翌日,林韓從入定中醒來,一打量,卻發現破廟內只剩下他與林陽二人,早已沒了梁問柯的蹤影。
梁問柯已是修煉至結丹期的修士,早已辟谷,自是不會一大早出去尋早餐的,當然他也不會為林韓二人考慮這事。
林韓想起梁問柯昨天說的話,心想他應是不辭而別了吧。
林韓來到林陽身邊,拿出一些水給他。梁問柯的療傷丹藥自是不差,再加上他一晚的調養,如今傷勢已是穩定下來,連帶著他臉上的起色也好了許多。
林陽接過林韓的水往嘴裡灌了兩口,這才長出一口氣。
“阿陽,我出去找點吃的,你小心些藏好。”林韓站起來說道。
梁問柯不用進食,他們兩個可還離不開一日三餐,況且從昨天二人便粒米未進,如今一大早,早已饑腸轆轆。

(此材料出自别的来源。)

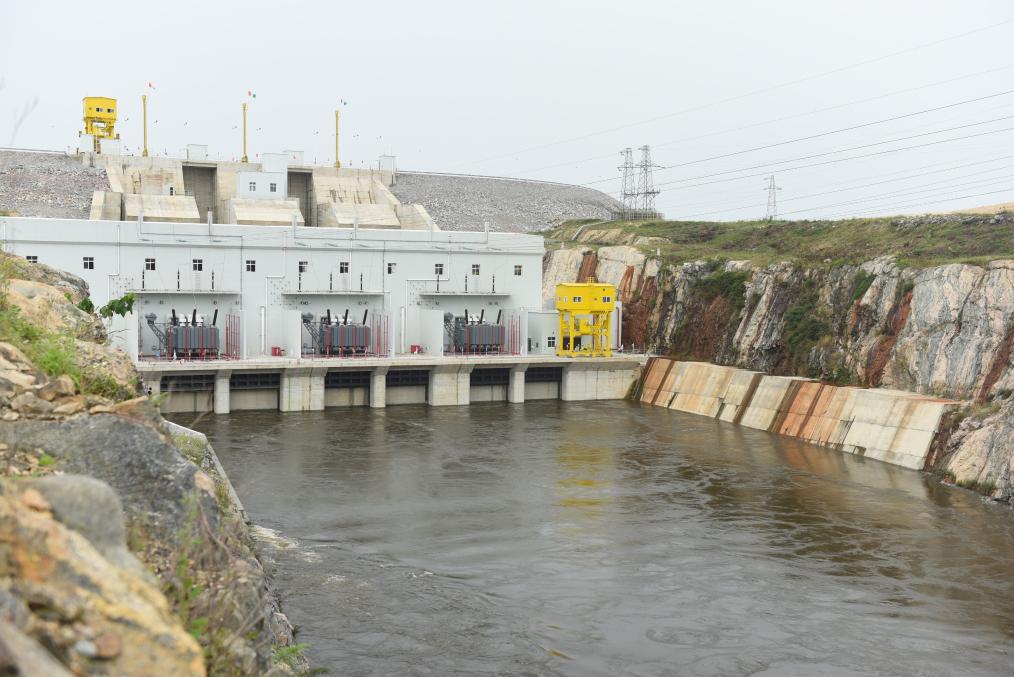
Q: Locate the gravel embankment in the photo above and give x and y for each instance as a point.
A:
(48, 184)
(464, 203)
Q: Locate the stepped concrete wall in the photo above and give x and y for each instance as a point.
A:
(891, 426)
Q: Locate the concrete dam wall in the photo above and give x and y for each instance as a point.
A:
(891, 426)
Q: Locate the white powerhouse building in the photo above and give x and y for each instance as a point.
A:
(257, 283)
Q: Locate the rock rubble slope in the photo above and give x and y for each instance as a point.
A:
(48, 184)
(465, 203)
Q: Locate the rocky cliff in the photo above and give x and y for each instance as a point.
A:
(121, 549)
(945, 330)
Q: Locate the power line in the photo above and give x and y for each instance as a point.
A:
(842, 159)
(898, 194)
(922, 203)
(772, 213)
(831, 132)
(864, 185)
(737, 97)
(786, 118)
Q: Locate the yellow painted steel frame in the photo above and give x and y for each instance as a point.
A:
(585, 310)
(99, 119)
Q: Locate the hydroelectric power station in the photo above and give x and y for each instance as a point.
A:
(284, 285)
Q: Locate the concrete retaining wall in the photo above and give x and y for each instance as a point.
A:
(890, 426)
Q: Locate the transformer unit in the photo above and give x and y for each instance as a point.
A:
(187, 337)
(338, 335)
(469, 333)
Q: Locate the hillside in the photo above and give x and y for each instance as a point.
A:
(124, 549)
(918, 241)
(48, 184)
(924, 304)
(463, 203)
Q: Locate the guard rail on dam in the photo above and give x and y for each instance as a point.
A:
(289, 384)
(890, 426)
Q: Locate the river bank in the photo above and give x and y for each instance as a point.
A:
(923, 304)
(124, 551)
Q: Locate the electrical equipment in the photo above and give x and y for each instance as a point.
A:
(186, 336)
(585, 311)
(338, 335)
(471, 333)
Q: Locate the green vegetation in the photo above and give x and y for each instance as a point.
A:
(731, 285)
(55, 355)
(932, 241)
(805, 325)
(121, 306)
(861, 285)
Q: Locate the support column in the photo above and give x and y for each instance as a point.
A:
(222, 391)
(450, 385)
(378, 388)
(152, 382)
(316, 377)
(574, 385)
(515, 388)
(297, 389)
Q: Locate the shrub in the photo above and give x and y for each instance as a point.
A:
(861, 284)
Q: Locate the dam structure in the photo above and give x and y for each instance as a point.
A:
(288, 287)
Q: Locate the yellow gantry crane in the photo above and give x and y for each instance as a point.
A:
(585, 312)
(100, 119)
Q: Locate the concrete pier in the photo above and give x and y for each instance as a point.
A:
(289, 384)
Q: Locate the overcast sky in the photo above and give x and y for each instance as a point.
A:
(553, 90)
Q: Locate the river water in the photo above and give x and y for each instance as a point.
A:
(609, 538)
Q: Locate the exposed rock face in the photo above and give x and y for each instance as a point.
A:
(19, 269)
(74, 597)
(44, 305)
(959, 318)
(981, 454)
(94, 611)
(946, 330)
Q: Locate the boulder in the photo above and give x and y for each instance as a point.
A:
(48, 308)
(75, 594)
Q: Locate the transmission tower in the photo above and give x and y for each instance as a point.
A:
(629, 192)
(646, 185)
(772, 189)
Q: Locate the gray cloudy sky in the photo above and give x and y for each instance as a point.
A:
(553, 90)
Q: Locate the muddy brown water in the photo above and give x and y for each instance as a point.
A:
(609, 538)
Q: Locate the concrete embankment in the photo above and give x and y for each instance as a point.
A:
(890, 426)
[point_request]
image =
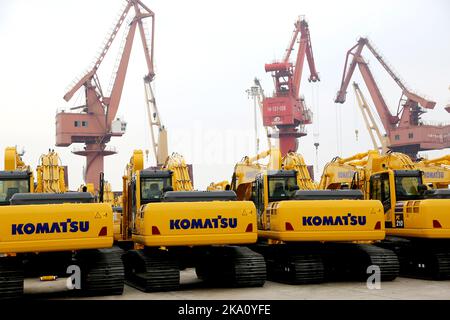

“你小心……”林陽虛弱的道了一句,就靠在了牆邊,不知是在想事情,還是虛弱休息。
林韓獨自下了山,直到過了小半個時辰,才提著一隻獐子,再度回到廟裡來。
他抽出青鋒劍,手忙腳亂的對著這獐子開始扒皮清理,他野外生存經驗少得可憐,處理這隻獐子也花了不少功夫。
在弄得滿身是血後,他終於提著去了皮的獐子去了廟後。
廟後有一座廢棄的古井,倒還是有些活水,林韓提了一些水上來,將去了皮的獐子衝洗乾淨,這才再回到屋子裡。
破廟裡的篝火燒了一夜,還有些紅碳,林韓便借著紅炭又重新生了一堆篝火,將處理好的獐子切成幾大塊,串起來架在火上烤。
不一會,便見獐子肉便被烤的滋滋作響,一滴滴油脂從肉塊中滲出,揮發出陣陣肉香來。
大抵是因一天一夜沒有進食了,二人聞著這味兒,肚子都有些不爭氣的打起鼓來,林韓拿劍將肉塊滑開,只見裡麵粉嫩一片,隱隱有血絲滲出。
“還沒熟……”林韓有些尷尬的笑笑,又獨自咽了咽口水,忍著將獐子腿翻了個面繼續烤。
烤了一會,他想了想,又拿劍在獐子腿上劃了幾劍……
兩刻後,林陽苦著臉看著手中那串外焦裡嫩,還有些血絲的獐腿肉,久久未動。
林韓摸摸鼻子,面色有些不自然。
“……”林陽終還是張嘴朝著獐子肉咬了下去。
在咬下來的一瞬間,林陽便瞬間變了臉色……
吃完飯,二人又休息了一陣,直到正午,這才出了破廟,再次一頭扎進山林之中。
由於梁問柯只是帶著他們朝著西方飛,並未明確路線,因此在這茫茫一片的山林中,他們根本不知道身置何處,隻好尋著大致的方向行去。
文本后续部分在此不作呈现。